You know what I hate about New Babbage? How you can walk up to the library, open the front door with complete confidence that a big room with books is on the other side of it, and then suddenly find yourself tumbling through a pan-dimensional vortex and landing — very hard — in some nowhere/neverwhen that you had absolutely no intention of visiting that day. Don’t you hate that?
Recovering from my brief, highly disagreeable trip, I rose from the cold, stone floor and tried to get a grasp on my situation. I was in a very dark, very large room. The only light was coming from five identical floor lamps, each one topped by a dimly glowing orb. The thought flashed through my brain that this might all be an elaborate marketing ploy to sell me furniture. Then the lamps started speaking.

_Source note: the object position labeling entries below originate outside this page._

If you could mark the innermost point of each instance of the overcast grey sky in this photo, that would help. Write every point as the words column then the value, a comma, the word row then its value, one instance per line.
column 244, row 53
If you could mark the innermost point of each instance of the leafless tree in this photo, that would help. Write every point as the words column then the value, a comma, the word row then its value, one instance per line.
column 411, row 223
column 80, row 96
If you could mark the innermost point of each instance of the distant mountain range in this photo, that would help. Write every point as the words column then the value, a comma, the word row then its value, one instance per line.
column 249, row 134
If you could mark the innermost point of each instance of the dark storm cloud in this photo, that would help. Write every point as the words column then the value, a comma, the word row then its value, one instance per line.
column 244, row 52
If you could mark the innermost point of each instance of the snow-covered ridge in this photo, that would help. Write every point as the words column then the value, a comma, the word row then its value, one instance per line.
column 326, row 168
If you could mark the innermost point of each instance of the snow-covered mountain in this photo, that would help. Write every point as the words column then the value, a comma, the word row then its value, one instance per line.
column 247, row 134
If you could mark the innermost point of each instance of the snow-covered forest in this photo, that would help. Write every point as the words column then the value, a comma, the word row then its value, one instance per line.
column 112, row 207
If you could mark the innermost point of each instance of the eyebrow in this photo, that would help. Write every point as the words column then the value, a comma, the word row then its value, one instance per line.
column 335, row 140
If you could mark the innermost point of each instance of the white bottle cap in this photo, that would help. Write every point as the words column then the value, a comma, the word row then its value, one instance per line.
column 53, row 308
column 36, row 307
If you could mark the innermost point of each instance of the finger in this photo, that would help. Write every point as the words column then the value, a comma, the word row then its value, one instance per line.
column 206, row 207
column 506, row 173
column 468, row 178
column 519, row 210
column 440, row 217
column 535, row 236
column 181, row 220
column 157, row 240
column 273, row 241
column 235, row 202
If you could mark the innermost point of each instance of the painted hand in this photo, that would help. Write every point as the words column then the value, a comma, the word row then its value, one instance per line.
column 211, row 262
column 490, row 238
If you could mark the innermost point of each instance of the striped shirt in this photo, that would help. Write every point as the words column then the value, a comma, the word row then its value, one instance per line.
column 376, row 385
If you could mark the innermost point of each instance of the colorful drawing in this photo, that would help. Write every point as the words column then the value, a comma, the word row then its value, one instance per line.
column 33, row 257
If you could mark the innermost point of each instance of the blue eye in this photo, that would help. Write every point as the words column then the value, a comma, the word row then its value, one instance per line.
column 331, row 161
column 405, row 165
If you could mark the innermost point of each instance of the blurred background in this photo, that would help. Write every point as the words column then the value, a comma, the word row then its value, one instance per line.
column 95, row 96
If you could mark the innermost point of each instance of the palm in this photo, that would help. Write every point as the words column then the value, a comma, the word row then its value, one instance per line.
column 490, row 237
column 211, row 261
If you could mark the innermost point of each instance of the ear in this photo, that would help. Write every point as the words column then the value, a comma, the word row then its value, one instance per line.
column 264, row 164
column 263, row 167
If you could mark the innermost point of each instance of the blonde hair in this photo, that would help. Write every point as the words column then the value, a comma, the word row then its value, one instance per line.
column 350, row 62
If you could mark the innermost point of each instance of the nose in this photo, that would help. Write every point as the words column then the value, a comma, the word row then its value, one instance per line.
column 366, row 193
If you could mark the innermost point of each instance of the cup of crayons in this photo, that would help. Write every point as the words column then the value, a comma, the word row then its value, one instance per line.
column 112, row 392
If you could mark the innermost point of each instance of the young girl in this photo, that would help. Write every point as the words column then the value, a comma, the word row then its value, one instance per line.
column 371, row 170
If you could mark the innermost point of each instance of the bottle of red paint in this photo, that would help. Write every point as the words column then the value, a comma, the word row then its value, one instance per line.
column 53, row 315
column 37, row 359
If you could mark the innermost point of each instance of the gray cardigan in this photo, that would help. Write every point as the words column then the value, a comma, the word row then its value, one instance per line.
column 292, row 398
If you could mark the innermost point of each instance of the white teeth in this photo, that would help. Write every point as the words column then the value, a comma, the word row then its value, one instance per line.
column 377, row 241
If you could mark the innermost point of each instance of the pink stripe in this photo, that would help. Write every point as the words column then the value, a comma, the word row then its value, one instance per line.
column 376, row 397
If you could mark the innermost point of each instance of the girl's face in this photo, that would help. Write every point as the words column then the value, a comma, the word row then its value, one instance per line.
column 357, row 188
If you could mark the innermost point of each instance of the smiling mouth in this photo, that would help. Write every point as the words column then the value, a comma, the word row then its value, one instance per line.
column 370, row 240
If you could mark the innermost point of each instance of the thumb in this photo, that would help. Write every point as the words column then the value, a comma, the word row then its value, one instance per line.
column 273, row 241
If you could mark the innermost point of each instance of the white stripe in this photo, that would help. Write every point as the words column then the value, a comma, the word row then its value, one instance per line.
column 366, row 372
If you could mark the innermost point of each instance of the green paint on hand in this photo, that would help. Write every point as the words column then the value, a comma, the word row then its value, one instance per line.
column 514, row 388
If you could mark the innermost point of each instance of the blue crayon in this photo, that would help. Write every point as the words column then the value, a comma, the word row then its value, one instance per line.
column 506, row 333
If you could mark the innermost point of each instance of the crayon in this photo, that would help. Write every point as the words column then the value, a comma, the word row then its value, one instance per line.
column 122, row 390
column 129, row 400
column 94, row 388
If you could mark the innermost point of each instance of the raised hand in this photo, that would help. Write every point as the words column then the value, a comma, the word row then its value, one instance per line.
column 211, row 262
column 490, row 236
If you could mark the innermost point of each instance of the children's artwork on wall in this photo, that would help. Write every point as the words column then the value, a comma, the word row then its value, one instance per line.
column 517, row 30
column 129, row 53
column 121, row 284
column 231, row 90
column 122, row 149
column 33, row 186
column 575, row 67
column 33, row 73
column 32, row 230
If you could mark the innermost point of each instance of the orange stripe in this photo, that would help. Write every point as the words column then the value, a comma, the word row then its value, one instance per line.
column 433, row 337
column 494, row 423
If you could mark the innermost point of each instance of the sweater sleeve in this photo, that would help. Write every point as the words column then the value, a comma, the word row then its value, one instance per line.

“My word,” said the one closest to me, the lamp glow pulsing brighter with each syllable. “Snared a good one, didn’t we?”
“Indeed,” said the second lamp.
“A proper scofflaw,” said number 3.
“Kick his ass,” said number 4.
“Really, Trongalthet,” said the fifth lamp. “So impatient!”
“No names, Number 5,” Number 1 admonished.
“Just one question,” I said, “should I be frightened or should I be annoyed?”
“You should be quiet and listen!” snarled a surly Number 3 through its lamp-like communication device. “Lay it on him, Number 1.”
I thought I heard whoever (or whatever) was speaking through the first lamp device clear its throat before very distinctly stating, “We don’t like you.”
It seemed a rather pedestrian pronouncement. “You ripped a hole in reality to tell me that? What exactly did I do?” I asked.
“You?” said Number 1. “If only it were just you. A sizable chunk of the population of that tedious little city you frequent has had a part in earning our contempt. So many others like you, bending space to teleport yourself whenever it suits you… not to mention the other humans’ reckless use of subaetheric portals and displacement engines.”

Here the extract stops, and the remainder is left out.